Friday, December 7, 2012

Autism and Relationships: Correction or Connection by @mambegood

Autism and Relationships: Correction or Connection

by Brenda Rothm, mamabegood.blogspot.com
December 3rd 2012

We yearn for connection.
As members of a community, our biggest fear is isolation. One of our worst punishments is banishment, as it was for Cain, forced to wander forever. We put prisoners away from their friends, family, and community. And the worst punishment we use is death, permanent isolation from all that we know.
We value connectedness to each other. For our children, we build hopes about their connectedness. We want them to have friends, belong to a community, find a life partner. We dream about symbols of connectedness, like their weddings and births. We strive to ensure our children are included, invited, and wanted. We feel pain when they are left out. We understand deeply the value of connectedness.
When autism is presented as a lack of connectedness, it hits at our core. Our children, ourselves - we are suddenly vulnerable to the very isolation we fear.
We are told that our autistic children lack connectedness. We believe when experts tell us that our children would rather be alone, that they prefer objects to people, that they turn inward rather than reach outward to people. We are told that our job is to fix the disconnection. We focus on the signs of disconnection. We fear every behavior, every deficit, every miscommunication as a symbol of that disconnection.
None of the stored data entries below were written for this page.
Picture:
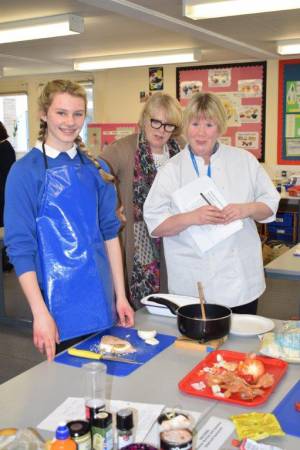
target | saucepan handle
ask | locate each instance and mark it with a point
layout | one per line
(164, 301)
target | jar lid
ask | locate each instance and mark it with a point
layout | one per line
(125, 419)
(62, 431)
(78, 427)
(102, 419)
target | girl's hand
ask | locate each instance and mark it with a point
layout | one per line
(45, 334)
(125, 313)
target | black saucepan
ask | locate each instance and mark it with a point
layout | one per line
(191, 324)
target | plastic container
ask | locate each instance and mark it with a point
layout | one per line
(95, 379)
(63, 440)
(102, 431)
(124, 428)
(80, 431)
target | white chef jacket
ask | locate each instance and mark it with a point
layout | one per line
(232, 271)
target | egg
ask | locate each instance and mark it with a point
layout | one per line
(145, 334)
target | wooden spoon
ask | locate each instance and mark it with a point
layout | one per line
(201, 298)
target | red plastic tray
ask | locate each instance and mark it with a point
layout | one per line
(274, 366)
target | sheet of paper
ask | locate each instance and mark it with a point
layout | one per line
(214, 433)
(201, 192)
(72, 408)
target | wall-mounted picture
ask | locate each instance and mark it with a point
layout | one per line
(156, 78)
(289, 112)
(241, 88)
(189, 88)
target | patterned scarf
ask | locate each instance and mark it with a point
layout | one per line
(146, 259)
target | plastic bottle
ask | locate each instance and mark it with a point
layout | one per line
(63, 440)
(95, 379)
(124, 428)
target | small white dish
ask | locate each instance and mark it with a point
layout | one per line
(250, 325)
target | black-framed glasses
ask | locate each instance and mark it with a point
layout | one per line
(157, 124)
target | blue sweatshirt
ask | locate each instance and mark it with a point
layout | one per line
(23, 193)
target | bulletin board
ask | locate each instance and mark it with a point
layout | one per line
(242, 90)
(102, 134)
(289, 112)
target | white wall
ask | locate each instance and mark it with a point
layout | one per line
(116, 97)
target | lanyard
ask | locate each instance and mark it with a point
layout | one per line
(196, 165)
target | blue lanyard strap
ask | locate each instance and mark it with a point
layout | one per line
(196, 165)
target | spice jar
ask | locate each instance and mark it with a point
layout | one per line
(102, 433)
(124, 428)
(80, 432)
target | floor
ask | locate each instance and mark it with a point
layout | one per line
(17, 353)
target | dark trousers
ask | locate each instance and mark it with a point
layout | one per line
(249, 308)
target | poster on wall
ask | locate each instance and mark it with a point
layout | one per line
(101, 135)
(156, 78)
(288, 151)
(241, 87)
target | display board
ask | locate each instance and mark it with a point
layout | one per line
(289, 112)
(102, 134)
(242, 90)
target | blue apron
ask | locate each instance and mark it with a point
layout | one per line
(77, 282)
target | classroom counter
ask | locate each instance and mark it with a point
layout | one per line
(30, 397)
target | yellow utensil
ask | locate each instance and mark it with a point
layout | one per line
(93, 355)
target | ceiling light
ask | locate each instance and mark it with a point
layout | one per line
(206, 9)
(138, 59)
(288, 47)
(40, 28)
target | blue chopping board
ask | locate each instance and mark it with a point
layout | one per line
(144, 352)
(286, 413)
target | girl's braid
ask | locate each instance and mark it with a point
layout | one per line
(105, 175)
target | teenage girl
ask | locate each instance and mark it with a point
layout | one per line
(61, 228)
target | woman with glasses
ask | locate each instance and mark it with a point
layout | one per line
(184, 200)
(135, 161)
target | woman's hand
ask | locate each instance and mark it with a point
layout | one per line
(256, 210)
(207, 215)
(45, 334)
(125, 313)
(235, 211)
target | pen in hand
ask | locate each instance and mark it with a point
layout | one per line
(205, 199)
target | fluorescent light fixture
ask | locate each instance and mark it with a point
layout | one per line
(288, 47)
(41, 28)
(207, 9)
(139, 59)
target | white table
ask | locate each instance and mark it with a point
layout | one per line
(28, 398)
(286, 266)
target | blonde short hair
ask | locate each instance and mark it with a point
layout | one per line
(169, 105)
(207, 105)
(59, 87)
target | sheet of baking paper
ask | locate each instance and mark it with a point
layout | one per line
(200, 192)
(72, 408)
(214, 433)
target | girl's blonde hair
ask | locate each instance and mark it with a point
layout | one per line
(171, 107)
(207, 105)
(45, 100)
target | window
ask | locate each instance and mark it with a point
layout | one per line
(14, 116)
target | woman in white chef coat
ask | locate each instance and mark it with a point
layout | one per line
(232, 270)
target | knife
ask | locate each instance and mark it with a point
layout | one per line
(93, 355)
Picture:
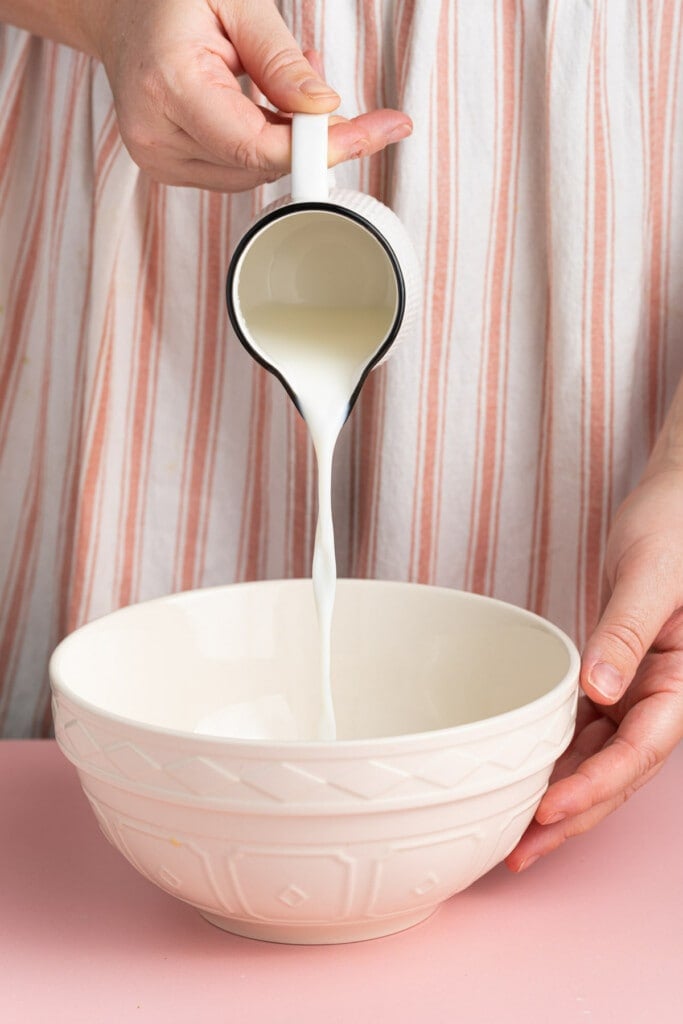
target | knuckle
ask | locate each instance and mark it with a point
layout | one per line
(287, 62)
(644, 758)
(247, 156)
(154, 87)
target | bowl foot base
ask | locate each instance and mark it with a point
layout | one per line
(356, 931)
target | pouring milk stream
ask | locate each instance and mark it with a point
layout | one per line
(316, 293)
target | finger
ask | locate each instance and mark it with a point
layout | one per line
(643, 598)
(238, 132)
(645, 737)
(592, 738)
(314, 58)
(540, 840)
(367, 134)
(216, 177)
(273, 59)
Our dreams turn to nightmares about their isolation.
What if autism is not a lack of connectedness? What if autistic persons are yearning for connection, just like everyone, but are overwhelmed at times by the environment? What if they long for connection and get stuck in communicating it? What if the greatest risk to autistic children is turning off that feeling of connection by the very things we are told to do to repair it?
Autism therapy focuses on individual skills, breaking everything down into steps and skill sets. But what if there is a meta-lesson that they are learning from these relationships? Daniel Siegel, psychiatrist and author, discusses in his book Mindsight how the overarching themes of our childhood set a lifelong pattern for our relationships.
So let's look at the relationship patterns that today's autistic children experience. What if our natural need for connection is not met with a connecting other, but with a correcting other? The major theme with therapies and education for autistic children is deficits and correction. We focus on correcting academic and social delays. Even if it's done with good intent, autistic children receive a consistent message that relationships are about correction, not connection.
This pattern of correction is highlighted in a lack of focus on what brings them joy. A common observation from parents is that after autistic children graduate school, they don't know what to do for fun. They haven't spent their childhood finding out what makes them happy. In fact, we parents are told that the things that bring our children joy are dangerous symbols of their disconnectedness. Their interests are dismissed as obsessions. Even their self-initiated ideas of what is joyful is up for correction.
What does this focus on correction do to their patterns of relating? Do they feel that they can never measure up to expectations? Do they give up trying? Do they dismiss their own ideas of worth and happiness? Do they lose their ability to self-attune? Do they give up their creativity?
And what results from a relationship pattern of correction? Does it actually increase the risk of disconnection? Does a pattern of correction teach that relationships are too painful? Will autistic children as they grow older withdraw from relationships because making themselves vulnerable to more correction is too risky? Because relationships are wrapped up with fault-finding? Will they believe that connecting with others is more about teaching than feeling? Will they lose touch with who they are and what brings them joy? Will they reject others before they can be rejected?
What if we viewed autism, not as a lack of connection, but, as all childhoods are, an opportunity to focus on connectedness? What if we assumed that autistic children yearn for connectedness - because they do - like all children? Instead of focusing on fears and deficits, what if we looked at ways to reinforce connections - through people, interests, ideas, and school? What would their relationship patterns look like then?
In the face of a consistent message to parents that our children lack connectedness and require correction, we need hope. We can give each other that hope through our connectedness. We can remind ourselves of the amazing feeling of being in love with our children, of how our children manage to connect with others, of the feeling of hope for their connectedness, now and in the future.
One day in the future, when our grown children tell the story of their childhood, I want them to remember themes of connectedness - about relationships, about love, about how teachers inspired them, about how important they felt to others.
We can change these themes now - from correction to connection.